Al contrario di Ferie d’agosto, Un altro Ferragosto non riesce più a parlare del Paese reale. I goffi rimandi al presente, in cui si allude ai politici con perifrasi (“il rottamatore”), con il semplice nome (“Elly”) o con il trucco e parrucco (la politica [Milena Mancini] che vuole convincere Sabry a candidarsi alle elezioni e assomiglia a Giorgia Meloni), tradiscono una sostanziale inadeguatezza di fondo. E il contrasto che mette in scena Virzì, alla fine, non è tanto tra due Italie, ma tra due modi di fare cinema, entrambi fallimentari.
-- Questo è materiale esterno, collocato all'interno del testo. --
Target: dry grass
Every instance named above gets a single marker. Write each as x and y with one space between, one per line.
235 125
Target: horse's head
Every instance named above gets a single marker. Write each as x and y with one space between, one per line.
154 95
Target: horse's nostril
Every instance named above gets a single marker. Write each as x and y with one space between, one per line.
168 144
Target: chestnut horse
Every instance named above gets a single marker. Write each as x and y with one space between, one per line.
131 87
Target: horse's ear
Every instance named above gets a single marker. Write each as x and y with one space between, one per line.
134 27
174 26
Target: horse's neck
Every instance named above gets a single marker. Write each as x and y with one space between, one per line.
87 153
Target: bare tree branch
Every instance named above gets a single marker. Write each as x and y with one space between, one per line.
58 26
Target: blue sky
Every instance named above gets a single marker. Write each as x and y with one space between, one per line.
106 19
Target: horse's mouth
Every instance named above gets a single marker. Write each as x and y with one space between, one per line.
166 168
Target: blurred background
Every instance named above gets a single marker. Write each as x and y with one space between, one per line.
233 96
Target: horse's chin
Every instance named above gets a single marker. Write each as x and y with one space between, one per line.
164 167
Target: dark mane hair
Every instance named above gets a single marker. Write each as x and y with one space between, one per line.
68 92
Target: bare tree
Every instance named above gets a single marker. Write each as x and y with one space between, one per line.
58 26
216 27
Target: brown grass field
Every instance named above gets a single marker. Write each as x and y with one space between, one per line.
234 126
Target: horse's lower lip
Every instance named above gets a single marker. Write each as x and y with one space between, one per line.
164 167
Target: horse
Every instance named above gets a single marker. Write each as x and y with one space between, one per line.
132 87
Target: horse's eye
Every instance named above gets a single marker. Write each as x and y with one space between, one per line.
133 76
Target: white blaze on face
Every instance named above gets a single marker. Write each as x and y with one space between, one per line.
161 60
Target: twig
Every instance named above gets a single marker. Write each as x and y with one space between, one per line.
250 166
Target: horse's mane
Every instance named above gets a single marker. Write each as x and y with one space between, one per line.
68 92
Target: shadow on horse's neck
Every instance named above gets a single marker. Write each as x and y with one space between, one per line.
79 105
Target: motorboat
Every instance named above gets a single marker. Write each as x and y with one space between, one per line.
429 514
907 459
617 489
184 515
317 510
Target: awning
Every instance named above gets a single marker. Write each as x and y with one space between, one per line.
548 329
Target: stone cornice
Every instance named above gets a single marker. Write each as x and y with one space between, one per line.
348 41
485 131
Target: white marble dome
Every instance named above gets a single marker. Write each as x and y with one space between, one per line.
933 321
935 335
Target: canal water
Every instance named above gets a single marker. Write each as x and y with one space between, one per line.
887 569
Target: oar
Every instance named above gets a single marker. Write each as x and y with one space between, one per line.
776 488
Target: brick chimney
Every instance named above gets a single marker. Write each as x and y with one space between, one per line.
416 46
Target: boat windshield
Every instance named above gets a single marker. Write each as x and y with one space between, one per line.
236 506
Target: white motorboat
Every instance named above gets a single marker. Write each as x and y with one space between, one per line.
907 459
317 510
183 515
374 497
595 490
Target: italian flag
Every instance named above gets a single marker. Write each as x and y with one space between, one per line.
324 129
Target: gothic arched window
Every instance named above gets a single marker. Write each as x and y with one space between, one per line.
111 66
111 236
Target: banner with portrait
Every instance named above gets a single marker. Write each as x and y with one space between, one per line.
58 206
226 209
Da una parte un cinema autoriale di sinistra, simil-morettiano, parasurreale – un cinema che si illude di essere ironico e sapientemente citazionista (Altiero e il padre morente sulla sedia a rotelle, come Tognazzi e Gassman nell’ultimo episodio dei Mostri), ma è compiaciuto e scollato dal mondo. E dall’altra un cinema di massa e caciarone, un apocrifo cinecocomero post-Neri Parenti (e comunque fuori tempo massimo). Tant’è che Virzì assolda Christian De Sica, gli fa interpretare la scena migliore del film (il ballo con Laura Morante in piano-sequenza, per fortuna non massacrato dal montaggio inutilmente cubista di Jacopo Quadri), ma alla fine non sa bene che cosa fargli fare.
Ferie d’agosto si concludeva con una battuta memorabile pronunciata dalla giovane Sabry: «Stronzo! Ti amo!». Un altro Ferragosto, invece, desinit in piscem. E comunque fa redimere tutti, pure Altiero che all’inizio era così stronzo, e magari anche Cesare. Che fatica rappresentare ’sto Paese.